In collaboration with Antonio Muñiz from Cervecería del Callejón. 


Belgian style Saison with Icaco, Anón and Malagueta.: ABV Est: 5.5% -6.0%. It begins with a spicy aroma derived from the Malagueta, with bitter notes imparted by the Anón, transiting soursop and coconut (Icaco character) and a dry finish.


Pale Ale Belgian style with Passionfruit  and Star fruit, Mosaic and Galaxy hops. ABV Est. 4.80-5.20% ABV. It begins with bitter and acidic notes derived from the Starfruit and Passionfruit, complemented by the use of Mosaic and Galaxy hops, followed by tropical fruit cocktail notes imparted by the yeast used to ferment it and citrus peel notes at the end that remain in the palate.



Garum is a seasoning that was used to replace salt in the kitchens of ancient Greece, Rome & Carthage. In the Westworld, it fell into disuse for many years, while in Asia, its use remained throughout the southeast and it plays an important role in the kitchens of Vietnam, Thailand and Indonesia. 

In Oriundo we decided to create our own Tropical Garum in collaboration with the ConservacionConciencia Foundation using small samples of Lionfish that don't have commercial output. This way, we contribute in controlling the population of this invasive breed, we protect coral reefs and other types of marine life, and in times that fishing other species such as the snapper is prohibited, it provides another alternative to fishermen.



By Cruz Miguel Ortíz



Puerto Rico currently produces 18% of the food it consumes.

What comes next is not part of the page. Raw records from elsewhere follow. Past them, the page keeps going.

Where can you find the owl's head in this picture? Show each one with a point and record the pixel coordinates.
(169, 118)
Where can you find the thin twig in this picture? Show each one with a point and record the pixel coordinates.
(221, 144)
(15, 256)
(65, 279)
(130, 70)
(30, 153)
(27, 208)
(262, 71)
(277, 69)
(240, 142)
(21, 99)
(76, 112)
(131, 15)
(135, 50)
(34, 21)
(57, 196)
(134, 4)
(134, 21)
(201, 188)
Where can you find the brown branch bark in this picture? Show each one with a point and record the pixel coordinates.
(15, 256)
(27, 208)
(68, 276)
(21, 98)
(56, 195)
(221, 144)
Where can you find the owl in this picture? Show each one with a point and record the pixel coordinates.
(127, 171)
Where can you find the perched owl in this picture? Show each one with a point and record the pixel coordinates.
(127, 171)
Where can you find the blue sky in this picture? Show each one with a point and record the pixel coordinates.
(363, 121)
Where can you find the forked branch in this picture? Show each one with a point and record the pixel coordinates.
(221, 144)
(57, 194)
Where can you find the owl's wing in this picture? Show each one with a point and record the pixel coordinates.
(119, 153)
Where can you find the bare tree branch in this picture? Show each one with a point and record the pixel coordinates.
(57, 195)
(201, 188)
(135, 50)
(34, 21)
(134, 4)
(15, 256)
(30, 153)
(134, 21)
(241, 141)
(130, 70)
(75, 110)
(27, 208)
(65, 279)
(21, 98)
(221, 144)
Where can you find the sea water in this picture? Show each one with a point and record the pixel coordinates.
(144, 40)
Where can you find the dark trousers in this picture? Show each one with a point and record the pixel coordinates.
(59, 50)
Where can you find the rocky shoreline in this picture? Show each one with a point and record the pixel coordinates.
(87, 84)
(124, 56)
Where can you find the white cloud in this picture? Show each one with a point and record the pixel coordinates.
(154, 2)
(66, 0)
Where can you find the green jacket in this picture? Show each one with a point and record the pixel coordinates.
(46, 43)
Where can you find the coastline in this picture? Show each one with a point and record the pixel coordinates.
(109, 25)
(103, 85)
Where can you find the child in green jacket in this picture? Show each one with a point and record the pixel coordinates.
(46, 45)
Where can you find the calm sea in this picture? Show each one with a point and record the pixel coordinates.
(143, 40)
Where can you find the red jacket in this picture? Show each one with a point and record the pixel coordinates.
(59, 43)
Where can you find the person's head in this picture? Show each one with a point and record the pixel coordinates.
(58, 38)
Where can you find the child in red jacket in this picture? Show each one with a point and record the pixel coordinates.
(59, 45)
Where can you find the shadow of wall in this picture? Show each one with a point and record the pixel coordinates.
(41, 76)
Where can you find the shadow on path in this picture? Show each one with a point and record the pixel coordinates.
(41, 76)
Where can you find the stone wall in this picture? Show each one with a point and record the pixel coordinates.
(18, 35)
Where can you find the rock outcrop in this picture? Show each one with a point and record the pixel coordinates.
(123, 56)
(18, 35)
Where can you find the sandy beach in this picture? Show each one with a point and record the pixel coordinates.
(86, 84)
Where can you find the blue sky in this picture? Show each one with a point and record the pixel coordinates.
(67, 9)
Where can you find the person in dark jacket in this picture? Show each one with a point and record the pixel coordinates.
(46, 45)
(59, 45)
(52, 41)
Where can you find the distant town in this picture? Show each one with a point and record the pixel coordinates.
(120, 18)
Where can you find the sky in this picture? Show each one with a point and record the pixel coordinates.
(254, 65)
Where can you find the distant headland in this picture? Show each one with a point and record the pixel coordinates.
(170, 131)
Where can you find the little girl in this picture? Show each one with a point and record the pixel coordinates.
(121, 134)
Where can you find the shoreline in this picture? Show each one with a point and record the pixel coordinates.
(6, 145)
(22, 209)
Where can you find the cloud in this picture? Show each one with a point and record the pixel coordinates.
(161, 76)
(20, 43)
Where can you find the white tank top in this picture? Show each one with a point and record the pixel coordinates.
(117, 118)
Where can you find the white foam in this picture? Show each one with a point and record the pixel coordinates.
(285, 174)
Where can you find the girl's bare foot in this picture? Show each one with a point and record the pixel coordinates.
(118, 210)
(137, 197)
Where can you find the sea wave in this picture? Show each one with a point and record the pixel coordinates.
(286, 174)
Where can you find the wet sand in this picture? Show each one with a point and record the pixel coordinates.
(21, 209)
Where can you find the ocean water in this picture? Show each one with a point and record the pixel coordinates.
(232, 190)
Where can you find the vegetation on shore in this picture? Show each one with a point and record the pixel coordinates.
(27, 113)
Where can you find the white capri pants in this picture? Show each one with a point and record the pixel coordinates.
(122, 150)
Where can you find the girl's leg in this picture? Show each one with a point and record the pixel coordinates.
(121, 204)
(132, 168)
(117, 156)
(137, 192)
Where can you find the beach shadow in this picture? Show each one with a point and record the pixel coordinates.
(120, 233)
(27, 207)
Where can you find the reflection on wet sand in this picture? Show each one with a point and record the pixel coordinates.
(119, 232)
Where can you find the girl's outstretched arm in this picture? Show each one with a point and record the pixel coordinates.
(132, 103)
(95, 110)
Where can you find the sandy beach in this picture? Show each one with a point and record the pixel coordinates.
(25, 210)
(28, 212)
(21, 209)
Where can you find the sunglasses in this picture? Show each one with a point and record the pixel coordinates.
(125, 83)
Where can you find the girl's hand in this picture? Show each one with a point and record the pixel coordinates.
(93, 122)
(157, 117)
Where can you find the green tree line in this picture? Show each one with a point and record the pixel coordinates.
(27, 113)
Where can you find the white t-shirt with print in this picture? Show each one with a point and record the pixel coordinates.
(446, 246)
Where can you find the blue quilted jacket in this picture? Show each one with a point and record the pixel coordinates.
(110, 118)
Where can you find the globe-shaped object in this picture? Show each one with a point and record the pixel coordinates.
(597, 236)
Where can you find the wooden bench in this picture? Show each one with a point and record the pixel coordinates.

But it is important to remember that by 1943, out of a total of 2.88 million pounds of food to supply local consumption, 1.81 million pounds (62.84%) were produced in Puerto Rico. From 1950 until today, several circumstances have influenced to cause the downward curve of our agricultural production and development:

  • The physical isolation of Puerto Rican families regarding their food resources
  • The abandonment of sensitive agricultural policies 
  • The fragility of our sovereign powers to regulate importation and to introduce new seeds
  • The institutional indifference regarding the undeniable relationship between food and life
  • The disastrous results that Hurricane Maria caused on the already low agricultural production

In terms of production, everything is viable in Puerto Rico because of the diversity of soils and aquatic resources. And, nevertheless because of the will and interest that show various nonprofit institutions, small agro community companies, and agroecological farmers.